Paris, 12 octobre 1948
Ma petite Aube chérie,
Cette fois c’est moi qui suis en retard avec toi mais on était à peine revenus de l’île de Sein qu’on a été tous les deux pris par la grippe et cela m’a redonné de la sinusite comme il y a deux ans ; impossible d’écrire et même de lire. Maintenant ça va mieux, bien que la fameuse fenêtre sur l’escalier ne ferme toujours pas et qu’on soit constamment enrhumés. Cette fenêtre je ne la déteste pas cependant parce qu’il y a au-dessous d’elle un cœur dessiné au crayon avec une inscription de mon petit chéri. Alors j’aime encore mieux qu’on ne repeigne pas l’escalier.
On a bien reçu les lettres où tu nous parles de tes collections de papillons pendant les vacances et où tu nous donnes tes premières impressions sur l’école de Putney. Je suis si heureux de savoir que tu t’y trouves bien. Je suis persuadé que tu vas trouver ce qu’on y apprend beaucoup plus intéressant qu’à Roxbury et que tu vas faire des progrès formidables. Quel âge ont tes petites compagnes ? Est-ce que tu tiens un bon rang parmi elles ? Raconte-nous tout ce que nous ne savons pas encore de ton emploi du temps. Je voudrais bien que tu me fasses une espèce de petit agenda avec les heures de la journée pour que je puisse te suivre dans le temps. Il suffirait que tu m’écrives par exemple : telle heure lever, telle heure petit déjeuner (et de quoi il se compose), telle heure ouverture des cours (et quels cours à peu près), telle heure récréation (et à quoi l’on joue), telle heure déjeuner (et ce qu’on mange) et ainsi de suite jusqu’au soir. C’est cela qui me ferait plaisir, tu sais !
Ma petite Aube, il y a si longtemps que tu n’as pas écrit à ton grand-père. Il en est bien triste, tu sais. Rappelle-toi, par exemple, comme il était content de t’offrir une bicyclette. Et tu sais bien qu’il n’est rien qu’il ne ferait pour toi. D’ailleurs il ne faut pas que ce soit la raison de lui écrire, mais seulement qu’il est ton grand-père, qu’il est très vieux et très seul, presque privé de toute joie et qu’il est très gentil. J’espère que tu te rappelles encore son adresse : M. Louis Breton, 13 rue Le Bourgo, Lorient (Morbihan).

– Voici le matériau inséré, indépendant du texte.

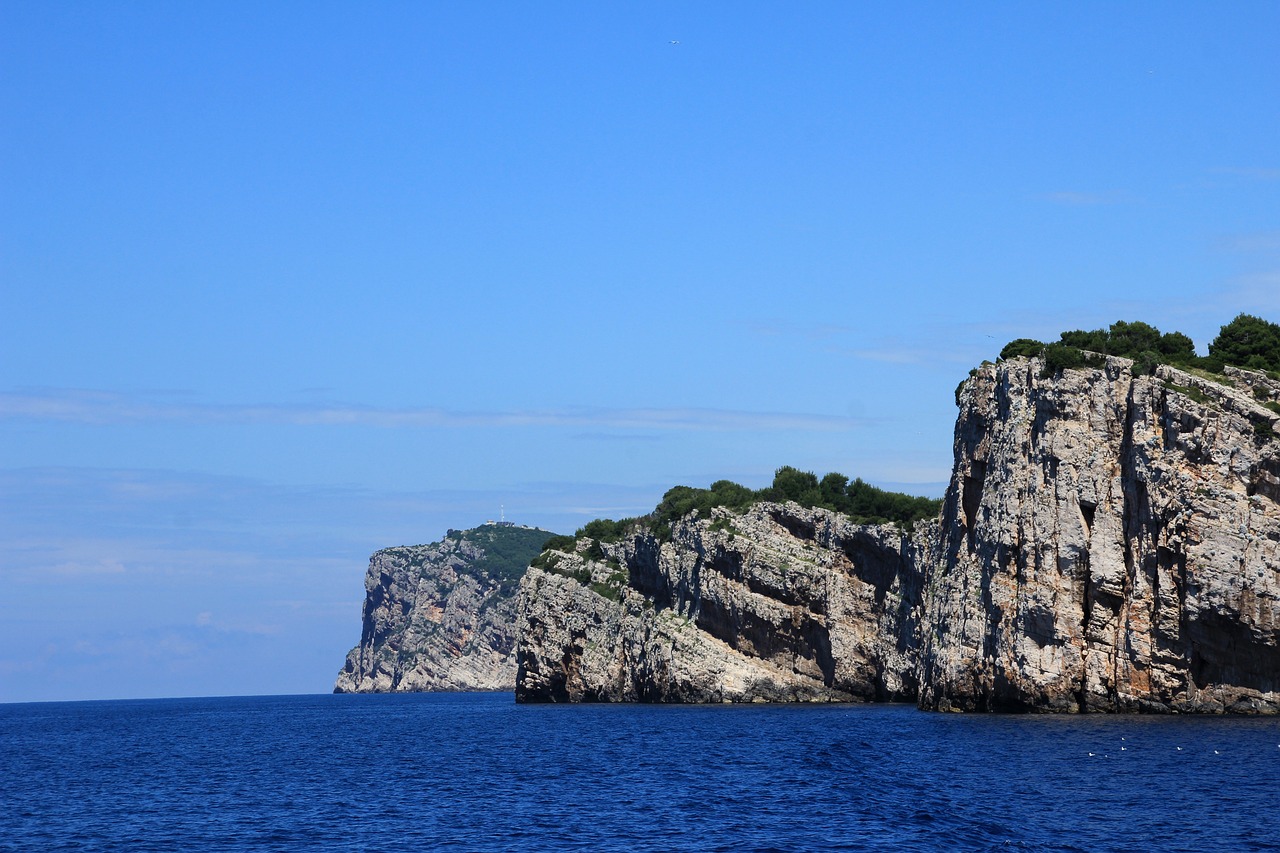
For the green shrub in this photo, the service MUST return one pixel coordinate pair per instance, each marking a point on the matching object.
(1020, 347)
(1248, 342)
(1059, 357)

On a été si heureux de recevoir tes photographies mais tu sais que tu ne nous as pas dit grand-chose de ton petit frère. J’aurais été si intéressé de savoir ce que tu avais ressenti en le voyant, est-ce que c’était comme tu imaginais ? Quand dois-tu le revoir ? Pas avant Noël, je pense ? Est-ce que Jacqueline a pu venir te faire une petite visite ? À quelle distance est Putney de New York ?
En voilà des questions, n’est-ce pas ? Mais, tu comprends, il y a une foule de choses que je voudrais savoir de toi et que tu ne penses pas forcément à me dire. Alors je crois que si tu prenais ma lettre sous les yeux au moment d’y répondre, tout de suite je ferais un grand pas dans la connaissance de tout ce qui te concerne.

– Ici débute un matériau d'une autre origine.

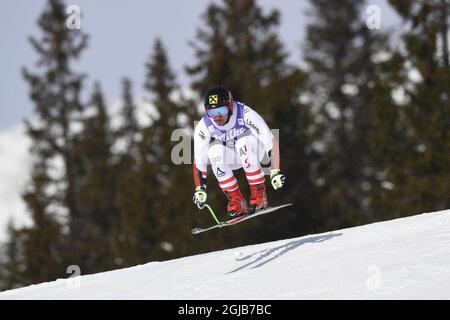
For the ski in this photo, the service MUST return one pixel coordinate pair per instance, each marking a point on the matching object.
(237, 220)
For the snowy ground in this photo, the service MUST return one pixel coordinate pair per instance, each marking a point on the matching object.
(407, 258)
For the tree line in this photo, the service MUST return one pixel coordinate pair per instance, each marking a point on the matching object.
(364, 136)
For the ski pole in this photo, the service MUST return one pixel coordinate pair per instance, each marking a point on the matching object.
(212, 213)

On s’est très bien plu à l’île de Sein avec Péret et nos autres amis Heisler et Toyen, je crois te l’avoir dit. On est revenu par Lorient où l’on a passé trois jours chez ton grand-père. J’ai recommencé à travailler dès mon retour : pour l’instant je m’occupe surtout de publier un almanach d’« art brut ». Tu te demandes peut-être ce que ça peut être que l’art brut ? Cela groupe tous les tableaux et objets que font quelquefois des gens qui ne sont pas artistes : par exemple un plombier zingueur, un jardinier, un charcutier, un fou, etc. C’est extrêmement intéressant. J’ai publié aussi un livre sur la Martinique et d’ici quelques jours paraîtra de moi un gros livre de poèmes. Elisa vaque à ses occupations du matin. Elle est joliment enrhumée, entre parenthèses. La voilà maintenant au téléphone (pour une fois ce n’est pas « la Paternelle », tu sais que ça continue !).
Au revoir, mon très cher Petit, toujours mon très cher Petit. On t’embrasse le plus tendrement.

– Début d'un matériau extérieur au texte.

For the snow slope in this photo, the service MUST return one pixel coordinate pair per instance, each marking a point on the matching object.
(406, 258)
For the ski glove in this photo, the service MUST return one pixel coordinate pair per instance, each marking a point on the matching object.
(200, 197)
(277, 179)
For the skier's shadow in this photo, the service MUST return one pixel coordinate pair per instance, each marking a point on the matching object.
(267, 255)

P.-S.- Darling, I am writing to you these days - received your long letter. You are always in my heart. Elisa
Date de création | 12/10/1948 |
Notes bibliographiques | André Breton (éd. Jean-Michel Goutier), Lettres à Aube, Paris, Gallimard, 2009, p. 34 |
Notes | Contrairement à ce qu'indique l'édition Gallimard, l'enveloppe ne correspond pas à la lettre : l'enveloppe porte la date du 1er septembre 1948, la lettre celle du 12 octobre 1948. La lettre postée le 1er septembre n'est pas conservée. En revanche, il est ici fait allusion à une lettre antérieure « Je crois te l'avoir dit ».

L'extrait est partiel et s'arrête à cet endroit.